Ingredients
jerky:
1 pound Lean bottom round or sirloin
2 Stalks fresh lemon grass
2 small Red chile peppers – seeded
2 1/2 tablespoons honey or agave nectar
1 tablespoon fish sauce
3 tablespoons soy sauce
salad:
1-2 firm green papaya
1 daikon radish
1 lotus root
1 carrot
2-3 tablespoons walnut or grape seed oil
2-3 tablespoons rice or palm vinegar (i also use lemon & lime)
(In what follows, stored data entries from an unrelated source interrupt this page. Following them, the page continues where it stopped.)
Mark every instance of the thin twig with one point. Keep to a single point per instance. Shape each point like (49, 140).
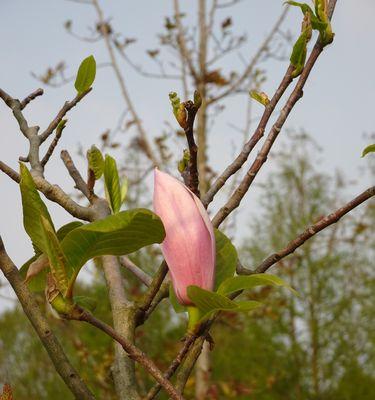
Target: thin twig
(81, 185)
(53, 144)
(314, 229)
(251, 143)
(235, 199)
(135, 270)
(53, 193)
(134, 352)
(31, 97)
(145, 145)
(43, 330)
(193, 178)
(68, 105)
(254, 61)
(154, 288)
(181, 42)
(188, 341)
2-3 teaspoons agave nectar or honey
Preparation
Cut the beef across the grain into very thin 3 by 3 inch slices. Using fresh lemon grass, discard the outer leaves. Cut into thin slices and finely chop. Combine the chiles and sugar in a processor or mortar and pestle and pound to a fine paste. Add the chopped lemon grass, fish sauce and soy sauce and stir to blend. (use a processor if possible, to a very fine paste. Spread the paste over the beef pieces to coat both sides. Let marinate for about 45 minutes. Spread out each slice of marinated beef on a large, flat wire rack or baking sheet and bake in a preheated 400F oven - about 10 minutes.
salad prep: slice food on a mandolin using a Julienne blade.
toss with dressing mix. top with fine slices of jerky and serve with fresh mint or basil.